I have a system that lives on the Bloch sphere, like this one, but with $\left|\uparrow\right>$ instead of $\left|0\right>$ and $\left|\downarrow\right>$ instead of $\left|1\right>$
Now, initially I am able to fully initialize something, say a spin, into 1 state, being $\left|0\right>$. Then, I rotate the state by pi/2 around the x-axis, and I wait a time t. In this time t, some more complex stuff happens. Depending on the state of a second spin, stuff will happen. This second spin can be in either of three states, $\left|-1\right>$, $\left|0\right>$ and $\left|1\right>$.
Now, during this time $t$, the state of the first spin will precess about the Bloch sphere depending on the state of the second spin. If the second spin is in state $\left|-1\right>$ the first state will rotate around the z-axis clock wise, if the second spin is in state $\left|0\right>$ the first spin will not change, and if the second spin is in state $\left|1\right>$ the first spin will rotate about the $z$-axis counterclockwise.

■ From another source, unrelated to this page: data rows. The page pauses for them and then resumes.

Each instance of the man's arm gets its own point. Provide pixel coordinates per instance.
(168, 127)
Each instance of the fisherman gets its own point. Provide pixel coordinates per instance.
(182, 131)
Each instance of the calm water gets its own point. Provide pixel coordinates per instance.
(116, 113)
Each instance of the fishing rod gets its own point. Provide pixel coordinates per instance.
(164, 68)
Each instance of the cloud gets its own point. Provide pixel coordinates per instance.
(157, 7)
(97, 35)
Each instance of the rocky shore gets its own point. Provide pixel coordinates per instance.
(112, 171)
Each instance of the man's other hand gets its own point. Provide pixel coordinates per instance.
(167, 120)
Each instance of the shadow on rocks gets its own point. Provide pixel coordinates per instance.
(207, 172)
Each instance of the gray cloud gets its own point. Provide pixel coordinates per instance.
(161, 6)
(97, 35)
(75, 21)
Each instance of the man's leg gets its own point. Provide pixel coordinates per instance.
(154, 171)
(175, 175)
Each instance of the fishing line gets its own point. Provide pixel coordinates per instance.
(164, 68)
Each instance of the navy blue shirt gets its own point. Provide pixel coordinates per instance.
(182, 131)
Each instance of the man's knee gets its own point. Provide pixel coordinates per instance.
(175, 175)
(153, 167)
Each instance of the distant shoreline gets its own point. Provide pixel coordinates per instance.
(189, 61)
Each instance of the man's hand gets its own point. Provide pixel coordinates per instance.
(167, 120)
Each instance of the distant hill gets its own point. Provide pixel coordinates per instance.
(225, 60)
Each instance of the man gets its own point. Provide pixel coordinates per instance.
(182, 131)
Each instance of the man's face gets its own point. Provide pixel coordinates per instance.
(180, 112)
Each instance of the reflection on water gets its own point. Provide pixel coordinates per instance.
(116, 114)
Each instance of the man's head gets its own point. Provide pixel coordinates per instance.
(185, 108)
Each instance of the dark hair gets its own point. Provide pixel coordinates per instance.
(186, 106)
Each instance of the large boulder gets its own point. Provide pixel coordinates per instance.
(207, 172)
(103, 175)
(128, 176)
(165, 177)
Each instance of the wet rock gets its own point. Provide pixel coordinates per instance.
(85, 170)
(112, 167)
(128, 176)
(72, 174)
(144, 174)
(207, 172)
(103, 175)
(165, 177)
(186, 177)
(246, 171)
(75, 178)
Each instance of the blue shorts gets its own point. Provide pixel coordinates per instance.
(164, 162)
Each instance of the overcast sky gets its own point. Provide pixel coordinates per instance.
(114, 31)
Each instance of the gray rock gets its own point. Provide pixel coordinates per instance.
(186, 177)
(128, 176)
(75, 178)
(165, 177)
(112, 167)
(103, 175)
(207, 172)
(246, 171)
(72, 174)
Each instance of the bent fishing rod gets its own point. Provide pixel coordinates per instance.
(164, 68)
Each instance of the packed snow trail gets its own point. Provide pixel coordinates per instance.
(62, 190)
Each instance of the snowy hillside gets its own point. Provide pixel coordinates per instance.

So, after this time $t$, I will rotate the first spin again, but this time by $\pi/2$ around the $y$-axis. This means that if I choose t such that it is exactly a quarter of the period in which the spin makes a full circle, the two spin states will be entangled. I can use this to establish what the second spin state is by reading out the first spin state:
If $\left|-1\right>$, then I will readout $\left|\uparrow\right>$ with $P=0$, if $\left|0\right>$, then I will readout $\left|\uparrow\right>$ with $P=0.5$, and if $\left|1\right>$, then I will readout $\left|\uparrow\right>$ with $P=1$.
I understand that this probably might be a little confusing, which is of course also the primary reason why I would just want to write this in nice, clean bra-ket notation. If there's anything in particular that's not clear, please let me know. And if someone could help me get started (possibly by pointing me to a similar example) I'd be very grateful.
Edit: Alright, I've done a little bit of reading on what I could find, and this is how far I get now
Initially: $\left|\psi\right>$ = $\left|\psi_1\right> \otimes \left|\psi_2\right> = \left|\uparrow\right> \otimes \frac{1}{\sqrt{3}}\left( \left|-1\right> + \left|0\right>+ \left|1\right> \right)$
Rotate first spin by $\pi /2$ around x-axis
$\left|\psi\right>$ = $R_x (\frac{\pi}{2}) \left|\psi_1\right> \otimes \left|\psi_2\right> = \frac{1}{\sqrt{2}} \left( \left|\uparrow\right> -i \left|\downarrow\right> \right) \otimes \frac{1}{\sqrt{3}}\left( \left|-1\right> + \left|0\right>+ \left|1\right> \right)$
But here I get stuck again, as it is here that the rotation conditional on the second spin has to happen, and that I don't know how to do.